SlurmConnector

The Slurm connector allows offloading execution to High-Performance Computing (HPC) facilities orchestrated by the Slurm queue manager. It extends the QueueManagerConnector, which inherits from the ConnectorWrapper interface, allowing users to offload jobs to local or remote Slurm controllers using the stacked locations mechanism. The HPC facility is supposed to be constantly active, reducing the deployment phase to deploy the inner connector (e.g., to create an SSHConnection pointing to an HPC login node).

Warning

Note that in StreamFlow v0.1, the QueueManagerConnector directly inherited from the SSHConnector at the implementation level. Consequently, all the properties needed to open an SSH connection to the HPC login node (e.g., hostname, username, and sshKey) were defined directly in the QueueManagerConnector.
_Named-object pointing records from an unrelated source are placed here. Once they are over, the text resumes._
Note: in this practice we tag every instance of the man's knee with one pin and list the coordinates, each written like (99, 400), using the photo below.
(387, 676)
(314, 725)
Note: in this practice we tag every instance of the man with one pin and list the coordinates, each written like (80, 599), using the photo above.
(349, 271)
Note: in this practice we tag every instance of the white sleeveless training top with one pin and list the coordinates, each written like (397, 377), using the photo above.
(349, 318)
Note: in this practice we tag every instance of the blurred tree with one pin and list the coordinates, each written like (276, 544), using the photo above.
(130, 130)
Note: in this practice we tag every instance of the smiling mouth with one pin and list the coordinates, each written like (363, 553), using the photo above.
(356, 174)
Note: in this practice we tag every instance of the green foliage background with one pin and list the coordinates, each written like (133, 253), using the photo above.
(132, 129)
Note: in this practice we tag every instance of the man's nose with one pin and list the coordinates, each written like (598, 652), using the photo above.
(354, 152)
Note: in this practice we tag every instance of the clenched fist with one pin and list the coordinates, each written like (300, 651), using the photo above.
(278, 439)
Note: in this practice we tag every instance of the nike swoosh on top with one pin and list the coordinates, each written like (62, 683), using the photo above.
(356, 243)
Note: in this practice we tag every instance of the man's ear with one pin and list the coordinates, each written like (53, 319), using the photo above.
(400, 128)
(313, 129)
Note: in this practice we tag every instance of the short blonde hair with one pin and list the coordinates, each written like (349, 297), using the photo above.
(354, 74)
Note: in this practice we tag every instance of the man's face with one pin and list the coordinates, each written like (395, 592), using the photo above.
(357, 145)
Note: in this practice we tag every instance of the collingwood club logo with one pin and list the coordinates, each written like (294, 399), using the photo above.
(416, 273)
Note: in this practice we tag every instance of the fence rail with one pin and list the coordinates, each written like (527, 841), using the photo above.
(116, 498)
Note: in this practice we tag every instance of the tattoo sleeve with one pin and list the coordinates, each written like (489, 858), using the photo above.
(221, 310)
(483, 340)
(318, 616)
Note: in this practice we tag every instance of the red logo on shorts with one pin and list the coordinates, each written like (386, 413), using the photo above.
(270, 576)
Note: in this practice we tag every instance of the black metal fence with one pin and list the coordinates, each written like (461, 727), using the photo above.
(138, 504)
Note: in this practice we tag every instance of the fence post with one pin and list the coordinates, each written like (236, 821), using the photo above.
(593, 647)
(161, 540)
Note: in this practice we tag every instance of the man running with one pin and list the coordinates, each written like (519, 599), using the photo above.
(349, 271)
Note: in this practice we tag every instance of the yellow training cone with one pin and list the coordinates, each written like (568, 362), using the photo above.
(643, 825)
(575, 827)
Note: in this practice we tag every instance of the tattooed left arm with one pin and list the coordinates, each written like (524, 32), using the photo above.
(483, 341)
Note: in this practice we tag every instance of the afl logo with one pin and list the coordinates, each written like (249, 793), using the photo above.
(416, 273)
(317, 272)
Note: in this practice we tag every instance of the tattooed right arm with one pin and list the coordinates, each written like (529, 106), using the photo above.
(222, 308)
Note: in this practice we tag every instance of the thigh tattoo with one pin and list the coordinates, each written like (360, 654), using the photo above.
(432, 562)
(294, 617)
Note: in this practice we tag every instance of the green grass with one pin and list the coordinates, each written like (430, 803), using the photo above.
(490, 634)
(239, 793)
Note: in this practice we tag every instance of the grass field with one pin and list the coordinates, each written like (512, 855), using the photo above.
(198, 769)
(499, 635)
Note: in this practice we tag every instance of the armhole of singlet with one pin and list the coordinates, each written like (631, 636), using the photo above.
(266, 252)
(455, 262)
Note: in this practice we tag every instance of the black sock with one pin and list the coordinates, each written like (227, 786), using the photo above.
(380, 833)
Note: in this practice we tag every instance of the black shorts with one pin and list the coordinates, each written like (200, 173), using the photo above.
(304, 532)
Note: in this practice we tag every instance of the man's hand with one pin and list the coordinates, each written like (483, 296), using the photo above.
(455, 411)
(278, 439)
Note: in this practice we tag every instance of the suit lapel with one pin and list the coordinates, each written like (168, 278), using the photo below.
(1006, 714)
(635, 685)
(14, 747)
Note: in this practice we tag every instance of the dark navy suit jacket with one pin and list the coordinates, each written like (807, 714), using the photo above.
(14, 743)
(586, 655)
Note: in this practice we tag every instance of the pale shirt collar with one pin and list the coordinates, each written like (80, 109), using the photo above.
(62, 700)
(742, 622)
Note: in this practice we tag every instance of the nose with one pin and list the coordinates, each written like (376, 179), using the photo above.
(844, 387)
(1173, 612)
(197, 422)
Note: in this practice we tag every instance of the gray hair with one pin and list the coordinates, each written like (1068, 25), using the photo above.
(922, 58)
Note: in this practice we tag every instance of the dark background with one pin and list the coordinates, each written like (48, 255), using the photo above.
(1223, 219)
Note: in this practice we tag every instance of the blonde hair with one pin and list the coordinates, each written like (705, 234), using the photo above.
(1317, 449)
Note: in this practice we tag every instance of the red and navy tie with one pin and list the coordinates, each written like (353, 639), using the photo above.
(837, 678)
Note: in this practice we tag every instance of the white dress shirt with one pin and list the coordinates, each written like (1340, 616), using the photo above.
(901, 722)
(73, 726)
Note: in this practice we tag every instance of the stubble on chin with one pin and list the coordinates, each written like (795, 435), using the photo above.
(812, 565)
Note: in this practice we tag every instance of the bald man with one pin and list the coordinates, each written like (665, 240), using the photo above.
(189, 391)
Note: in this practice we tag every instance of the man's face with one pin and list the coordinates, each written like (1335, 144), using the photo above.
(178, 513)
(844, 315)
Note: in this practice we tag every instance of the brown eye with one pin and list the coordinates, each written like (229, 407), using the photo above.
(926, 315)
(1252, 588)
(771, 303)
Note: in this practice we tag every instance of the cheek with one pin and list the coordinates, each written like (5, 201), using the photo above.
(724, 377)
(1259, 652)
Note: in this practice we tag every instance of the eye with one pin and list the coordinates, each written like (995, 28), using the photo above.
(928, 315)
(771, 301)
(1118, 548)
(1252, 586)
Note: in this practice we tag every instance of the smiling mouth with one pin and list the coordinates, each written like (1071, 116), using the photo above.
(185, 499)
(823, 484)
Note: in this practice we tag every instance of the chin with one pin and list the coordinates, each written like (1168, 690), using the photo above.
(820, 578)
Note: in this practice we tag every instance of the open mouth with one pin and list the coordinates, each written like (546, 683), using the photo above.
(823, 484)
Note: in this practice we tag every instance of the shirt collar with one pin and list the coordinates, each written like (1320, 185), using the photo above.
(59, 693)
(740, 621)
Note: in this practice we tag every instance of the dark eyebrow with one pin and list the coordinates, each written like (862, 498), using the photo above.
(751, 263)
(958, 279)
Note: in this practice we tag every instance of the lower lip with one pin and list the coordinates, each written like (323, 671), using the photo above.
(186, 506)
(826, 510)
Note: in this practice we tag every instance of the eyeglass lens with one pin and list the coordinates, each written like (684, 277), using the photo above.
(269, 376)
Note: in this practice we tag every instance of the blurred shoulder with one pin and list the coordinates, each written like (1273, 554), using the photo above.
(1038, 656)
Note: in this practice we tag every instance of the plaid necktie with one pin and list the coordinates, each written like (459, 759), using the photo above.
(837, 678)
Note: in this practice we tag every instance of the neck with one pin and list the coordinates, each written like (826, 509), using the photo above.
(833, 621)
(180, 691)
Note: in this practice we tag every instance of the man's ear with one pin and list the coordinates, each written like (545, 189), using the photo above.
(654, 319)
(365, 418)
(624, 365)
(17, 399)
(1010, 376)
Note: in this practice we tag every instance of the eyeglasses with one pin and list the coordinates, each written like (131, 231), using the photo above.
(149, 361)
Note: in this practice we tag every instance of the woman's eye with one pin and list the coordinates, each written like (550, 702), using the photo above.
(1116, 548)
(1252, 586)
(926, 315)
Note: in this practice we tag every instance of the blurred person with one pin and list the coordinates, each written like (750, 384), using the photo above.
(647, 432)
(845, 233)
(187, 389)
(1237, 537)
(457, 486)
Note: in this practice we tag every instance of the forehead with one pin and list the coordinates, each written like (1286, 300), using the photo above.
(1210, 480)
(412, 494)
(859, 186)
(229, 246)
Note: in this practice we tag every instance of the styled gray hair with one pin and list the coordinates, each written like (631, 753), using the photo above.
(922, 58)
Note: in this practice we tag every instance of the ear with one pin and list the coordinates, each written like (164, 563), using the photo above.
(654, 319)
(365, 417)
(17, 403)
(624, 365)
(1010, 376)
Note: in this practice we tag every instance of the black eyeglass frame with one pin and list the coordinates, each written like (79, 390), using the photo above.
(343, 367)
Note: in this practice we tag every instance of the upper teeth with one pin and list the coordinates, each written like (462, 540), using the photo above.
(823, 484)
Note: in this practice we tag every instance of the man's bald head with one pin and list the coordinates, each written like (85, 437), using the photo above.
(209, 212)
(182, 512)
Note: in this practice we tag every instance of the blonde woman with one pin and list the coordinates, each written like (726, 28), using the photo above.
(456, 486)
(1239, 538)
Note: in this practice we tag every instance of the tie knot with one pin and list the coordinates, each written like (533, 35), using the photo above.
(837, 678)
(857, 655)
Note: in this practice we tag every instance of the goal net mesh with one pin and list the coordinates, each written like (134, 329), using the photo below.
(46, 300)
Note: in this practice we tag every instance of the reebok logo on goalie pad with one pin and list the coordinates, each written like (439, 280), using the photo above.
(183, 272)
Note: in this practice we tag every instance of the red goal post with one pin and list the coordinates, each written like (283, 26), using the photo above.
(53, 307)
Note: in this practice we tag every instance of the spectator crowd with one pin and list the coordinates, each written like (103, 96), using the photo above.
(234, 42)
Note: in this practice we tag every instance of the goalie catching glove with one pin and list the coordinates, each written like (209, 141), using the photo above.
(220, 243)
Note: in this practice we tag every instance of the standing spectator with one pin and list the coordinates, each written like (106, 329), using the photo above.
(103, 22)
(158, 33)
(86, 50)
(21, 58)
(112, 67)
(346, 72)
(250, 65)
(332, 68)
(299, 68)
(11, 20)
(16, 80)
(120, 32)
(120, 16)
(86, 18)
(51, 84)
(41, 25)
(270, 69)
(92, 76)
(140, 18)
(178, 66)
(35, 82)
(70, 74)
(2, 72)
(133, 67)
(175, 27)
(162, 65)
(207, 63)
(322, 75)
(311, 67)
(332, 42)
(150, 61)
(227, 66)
This path is still supported by StreamFlow v0.2, but it is deprecated and will be removed in StreamFlow v0.3.

Interaction with the Slurm scheduler happens through a Bash script with #SLURM directives. Users can pass the path of a custom script to the connector using the file attribute of the SlurmService configuration. This file is interpreted as a Jinja2 template and populated at runtime by the connector. Alternatively, users can pass Slurm options directly from YAML using the other options of a SlurmService object.

As an example, suppose to have a Slurm template script called sbatch.sh, with the following content:

#!/bin/bash

#SBATCH --nodes=1
#SBATCH --partition=queue_name
#SBATCH --mem=1gb

{{streamflow_command}}

A Slurm deployment configuration which uses the sbatch.sh file to spawn jobs can be written as follows:

deployments:
  slurm-example:
    type: slurm
    config:
      services:
        example:
          file: sbatch.sh

Alternatively, the same behaviour can be recreated by directly passing options through the YAML configuration, as follows:

deployments:
  slurm-example:
    type: slurm
    config:
      services:
        example:
          nodes: 1
          partition: queue_name
          mem: 1gb

Being passed directly to the sbatch command line, the YAML options have higher priority than the file-based ones.

Warning

Note that the file property in the upper configuration level, i.e., outside a service definition, is still supported in StreamFlow v0.2, but it is deprecated and will be removed in StreamFlow v0.3.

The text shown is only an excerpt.